In Fairmont, a hotel management corporation (Fairmont) helped a real estate trust finance the purchase of two American hotels. Fairmont, the trust and their subsidiaries entered into a complex agreement in order to ensure foreign exchange tax neutrality. After Fairmont was acquired by another party, the new owner requested that this agreement be terminated through a share redemption (as this agreement was somehow preventing the sale of the hotels). Based on the incorrect assumption that the tax neutrality issue had been resolved, Fairmont’s subsidiaries complied by passing directors’ resolutions redeeming certain shares. Unfortunately, this resulted in an unanticipated tax liability.
Fairmont applied to rectify the directors’ resolutions from a redemption of shares into a loan, which would apparently nullify the unanticipated tax liability.

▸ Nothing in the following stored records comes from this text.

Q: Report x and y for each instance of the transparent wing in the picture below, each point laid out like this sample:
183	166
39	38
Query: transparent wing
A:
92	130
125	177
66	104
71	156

Before Fairmont, the leading case on rectifications in the tax context was the Ontario Court of Appeal’s decision in Attorney General of Canada v. Juliar, 2000 CanLII 16883. This decision allowed rectification where two parties entered into an agreement with a common continuing intention to achieve a specific tax outcome. If the parties were mistaken and the transaction did not achieve the specific tax outcome, the agreement could be rectified to achieve that specific tax outcome. Under the logic in Juliar, Fairmont’s rectification should have been approved (and, in fact, was so by the application judge and Ontario Court of Appeal – both citing Juliar as binding precedent).
However, the Supreme Court expressly overturned Juliar in Fairmont. Writing for the 7-2 majority, Justice Brown summarized the law of rectification. Justice Brown expressly noted that the test was to be applied in a tax context just as in a non-tax context. If a legal instrument did not accord with the true agreement due to a mistake (e.g. because a term has been omitted, an unwanted term included, or a term incorrectly expresses the parties’ agreement) a court could rectify this instrument so as to make it accord with the parties’ true agreement.
Rectification is a powerful tool but is only available to modify an instrument, not the underlying agreement. Rectification aligns the instrument with what the parties agreed to do, and not what, with the benefit of hindsight, they should have agreed to do.
Whether or not CRA receives a “windfall” is irrelevant; tax consequences spring from how the underlying agreement was structured. As Justice Brown pithily observed, rectification is not equity’s version of a mulligan.
It does not appear that Fairmont will change the law of rectification regarding wills, as it brings the tax context in line with that of the will context. As Justice Belobaba held in Robinson Estate v. Robinson, 2010 CarswellOnt 4576 (S.C.J.): “Anglo-Canadian courts will not rectify a will to correct the testator’s mistaken belief about the legal effect of the words he [or she] reviewed and approved.”
Nonetheless, estate planners should carefully consider the decision in Fairmont. Often a will is only one way that wealth is passed from one generation to the next. If a trust is set up to achieve a specific tax outcome and does not do so due to a mistake, the parties will not get a mulligan to redo it.